Il Giudice dell’Esecuzione, nel rigettare l’istanza di sospensione della procedura esecutiva, ha affrontato in via simultanea entrambe le eccezioni sollevate dai debitori esecutati.

In primo luogo, è stato ribadita l’inapplicabilità dell’art. 295 c.p.c. alla procedura esecutiva in quanto le cause di sospensione sono tipiche e, in particolare, sono disciplinate dagli art. 623 e ss. c.p.c.. Presupposti per la sospensione nel processo esecutivo, infatti, sono l’istanza di parte (non essendo prevista una sospensione ex officio) e la ricorrenza di gravi motivi essenzialmente riconducibili al probabile fondamento dell’opposizione.

Il G.E., non ritenendo peraltro possibile disporre alcuna riunione ai sensi dell’art. 273 c.p.c. e/o emettere una pronuncia di litispendenza, ha rilevato inoltre come l’opponente non può rivolgersi contemporaneamente o in momenti successivi sia al giudice dell’opposizione a precetto sia al G.E. per ottenere il provvedimento sospensivo.
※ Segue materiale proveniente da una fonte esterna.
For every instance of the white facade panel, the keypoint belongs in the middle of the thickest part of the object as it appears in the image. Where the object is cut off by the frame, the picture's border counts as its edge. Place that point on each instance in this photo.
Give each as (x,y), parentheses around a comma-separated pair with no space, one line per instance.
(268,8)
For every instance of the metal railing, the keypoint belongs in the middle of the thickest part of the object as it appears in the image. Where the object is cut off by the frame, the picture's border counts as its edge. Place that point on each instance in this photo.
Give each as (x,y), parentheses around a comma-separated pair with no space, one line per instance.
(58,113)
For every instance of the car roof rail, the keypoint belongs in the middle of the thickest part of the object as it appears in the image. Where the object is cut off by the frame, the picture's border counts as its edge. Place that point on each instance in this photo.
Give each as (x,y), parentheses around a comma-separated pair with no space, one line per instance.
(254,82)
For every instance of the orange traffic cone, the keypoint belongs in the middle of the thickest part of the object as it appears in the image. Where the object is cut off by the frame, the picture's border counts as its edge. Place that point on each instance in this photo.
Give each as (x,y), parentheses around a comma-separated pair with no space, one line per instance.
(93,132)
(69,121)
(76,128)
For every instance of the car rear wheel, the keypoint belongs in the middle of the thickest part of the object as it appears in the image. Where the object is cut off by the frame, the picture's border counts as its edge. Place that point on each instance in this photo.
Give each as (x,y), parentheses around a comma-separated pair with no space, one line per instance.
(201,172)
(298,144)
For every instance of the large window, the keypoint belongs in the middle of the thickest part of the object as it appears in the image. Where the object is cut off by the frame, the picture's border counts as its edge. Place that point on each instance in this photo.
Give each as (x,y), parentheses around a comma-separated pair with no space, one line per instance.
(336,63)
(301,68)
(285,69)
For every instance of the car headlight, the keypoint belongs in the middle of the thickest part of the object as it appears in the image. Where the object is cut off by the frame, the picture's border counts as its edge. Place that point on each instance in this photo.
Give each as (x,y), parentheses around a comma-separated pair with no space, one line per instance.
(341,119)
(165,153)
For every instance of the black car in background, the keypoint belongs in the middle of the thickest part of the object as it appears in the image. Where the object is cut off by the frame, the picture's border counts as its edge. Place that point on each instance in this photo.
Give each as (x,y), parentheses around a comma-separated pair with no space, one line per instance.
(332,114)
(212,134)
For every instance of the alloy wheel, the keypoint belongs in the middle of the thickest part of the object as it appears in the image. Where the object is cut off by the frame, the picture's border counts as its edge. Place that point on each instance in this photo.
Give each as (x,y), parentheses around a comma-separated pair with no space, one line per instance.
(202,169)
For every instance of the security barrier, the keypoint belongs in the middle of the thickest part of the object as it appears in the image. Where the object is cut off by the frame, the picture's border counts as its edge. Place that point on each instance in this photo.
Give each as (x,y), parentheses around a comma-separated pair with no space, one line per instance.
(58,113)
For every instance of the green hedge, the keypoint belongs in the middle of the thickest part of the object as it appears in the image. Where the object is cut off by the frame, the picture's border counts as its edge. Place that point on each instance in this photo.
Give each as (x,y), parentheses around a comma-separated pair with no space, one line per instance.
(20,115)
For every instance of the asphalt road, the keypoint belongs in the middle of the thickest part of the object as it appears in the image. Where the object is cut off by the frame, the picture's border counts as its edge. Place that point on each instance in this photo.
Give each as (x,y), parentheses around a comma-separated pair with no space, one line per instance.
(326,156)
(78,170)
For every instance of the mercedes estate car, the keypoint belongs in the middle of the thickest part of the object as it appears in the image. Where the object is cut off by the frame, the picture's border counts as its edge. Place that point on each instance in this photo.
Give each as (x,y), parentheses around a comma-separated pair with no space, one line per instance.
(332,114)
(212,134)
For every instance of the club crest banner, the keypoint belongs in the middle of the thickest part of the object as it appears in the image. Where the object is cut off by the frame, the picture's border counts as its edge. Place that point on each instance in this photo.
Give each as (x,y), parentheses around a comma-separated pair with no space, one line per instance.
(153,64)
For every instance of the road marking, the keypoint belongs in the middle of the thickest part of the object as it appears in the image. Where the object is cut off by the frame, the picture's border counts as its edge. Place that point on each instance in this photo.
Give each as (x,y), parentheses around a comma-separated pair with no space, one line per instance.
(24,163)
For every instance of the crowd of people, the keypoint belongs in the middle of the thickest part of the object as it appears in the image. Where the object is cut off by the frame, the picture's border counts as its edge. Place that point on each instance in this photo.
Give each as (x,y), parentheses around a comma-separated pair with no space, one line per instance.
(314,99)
Sulla questione, viene richiamata la sentenza della Corte di Cassazione n. 26285/2019 con la quale è stato infatti ribadito come i poteri spettanti ai rispettivi Giudici, laddove la richiesta di sospensiva postuli a suo fondamento le medesime argomentazioni, siano “mutualmente esclusivi”. Il giudice adito successivamente, pertanto, sarà privo di potestas judicandi sulle istanze cautelari.
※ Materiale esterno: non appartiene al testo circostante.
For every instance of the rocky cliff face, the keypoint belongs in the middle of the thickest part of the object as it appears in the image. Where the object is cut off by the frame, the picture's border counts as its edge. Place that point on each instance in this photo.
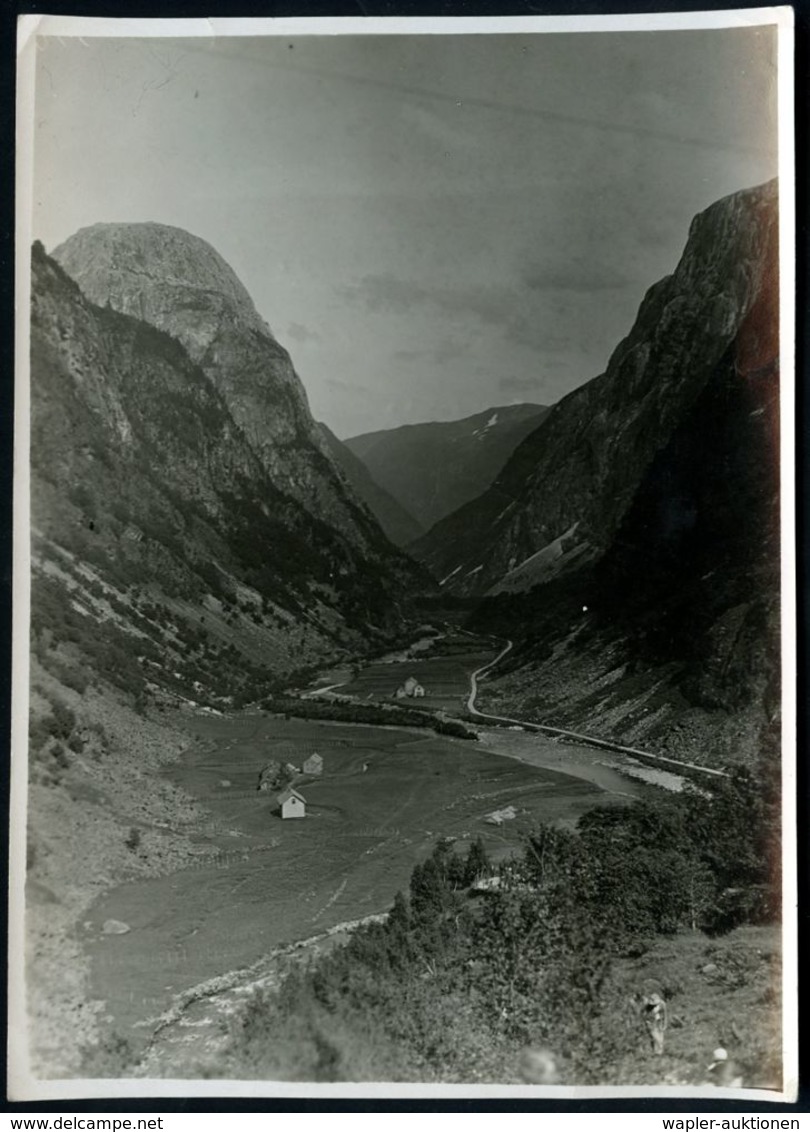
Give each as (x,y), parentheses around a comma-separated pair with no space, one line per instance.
(397,524)
(166,554)
(560,499)
(434,468)
(178,283)
(670,639)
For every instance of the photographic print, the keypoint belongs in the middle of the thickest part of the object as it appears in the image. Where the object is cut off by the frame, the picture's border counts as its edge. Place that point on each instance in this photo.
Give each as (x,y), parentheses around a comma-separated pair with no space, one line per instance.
(404,680)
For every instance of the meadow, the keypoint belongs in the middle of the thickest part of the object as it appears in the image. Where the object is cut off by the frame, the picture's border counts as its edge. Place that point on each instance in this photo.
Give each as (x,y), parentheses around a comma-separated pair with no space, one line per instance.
(267,882)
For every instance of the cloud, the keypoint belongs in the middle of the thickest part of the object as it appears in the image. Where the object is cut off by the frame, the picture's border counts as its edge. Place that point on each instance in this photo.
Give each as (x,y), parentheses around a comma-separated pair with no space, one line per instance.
(352,387)
(299,333)
(385,293)
(490,305)
(509,385)
(584,277)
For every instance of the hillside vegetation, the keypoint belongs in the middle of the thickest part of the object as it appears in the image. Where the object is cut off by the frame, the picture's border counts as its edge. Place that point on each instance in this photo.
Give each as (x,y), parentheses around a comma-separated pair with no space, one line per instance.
(556,955)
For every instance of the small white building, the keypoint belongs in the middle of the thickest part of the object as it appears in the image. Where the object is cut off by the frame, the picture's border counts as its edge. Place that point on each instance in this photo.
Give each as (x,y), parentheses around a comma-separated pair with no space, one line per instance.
(313,764)
(411,689)
(292,804)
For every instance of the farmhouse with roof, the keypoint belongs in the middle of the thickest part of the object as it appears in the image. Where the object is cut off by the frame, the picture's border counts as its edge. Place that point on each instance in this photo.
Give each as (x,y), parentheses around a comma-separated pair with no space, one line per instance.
(411,688)
(292,804)
(313,764)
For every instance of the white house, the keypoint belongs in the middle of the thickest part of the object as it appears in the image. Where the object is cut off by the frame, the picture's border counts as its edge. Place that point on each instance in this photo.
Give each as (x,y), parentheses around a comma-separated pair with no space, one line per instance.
(292,803)
(313,764)
(411,688)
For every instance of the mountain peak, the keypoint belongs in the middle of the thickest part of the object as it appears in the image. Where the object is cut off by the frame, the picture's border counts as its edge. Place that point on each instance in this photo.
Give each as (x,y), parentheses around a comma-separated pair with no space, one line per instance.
(163,275)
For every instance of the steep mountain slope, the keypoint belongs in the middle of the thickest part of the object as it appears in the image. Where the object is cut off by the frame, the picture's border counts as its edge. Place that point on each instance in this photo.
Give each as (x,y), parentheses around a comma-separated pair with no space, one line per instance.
(397,524)
(671,640)
(178,283)
(434,468)
(163,550)
(561,497)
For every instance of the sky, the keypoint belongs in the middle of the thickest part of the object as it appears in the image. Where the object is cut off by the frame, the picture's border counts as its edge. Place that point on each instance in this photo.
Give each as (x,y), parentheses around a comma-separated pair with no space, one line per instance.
(432,225)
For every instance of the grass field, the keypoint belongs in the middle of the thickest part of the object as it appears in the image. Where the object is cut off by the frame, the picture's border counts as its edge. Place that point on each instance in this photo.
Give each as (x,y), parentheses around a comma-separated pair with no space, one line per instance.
(270,881)
(445,679)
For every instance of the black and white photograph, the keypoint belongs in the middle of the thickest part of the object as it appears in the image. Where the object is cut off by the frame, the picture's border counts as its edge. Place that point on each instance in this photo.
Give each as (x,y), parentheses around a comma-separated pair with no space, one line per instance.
(404,668)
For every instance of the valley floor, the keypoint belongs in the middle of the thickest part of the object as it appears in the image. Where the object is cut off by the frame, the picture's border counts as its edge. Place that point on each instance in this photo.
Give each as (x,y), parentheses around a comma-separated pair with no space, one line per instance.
(223,914)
In virtù di tale principio, il Tribunale di Santa Maria Capua Vetere conclude affermando che “L’opponente che ha già richiesto la sospensione dell’efficacia esecutiva del titolo al giudice dell’opposizione pre-esecutiva, non può rivolgersi per le medesime ragioni anche al giudice dell’esecuzione. Indirizzando l’istanza al giudice dell’opposizione a precetto si consuma il potere processuale e tanto in applicazione del principio “electa una via, non datur recursus ad alteram” al fine di scongiurare provvedimenti contrastanti”.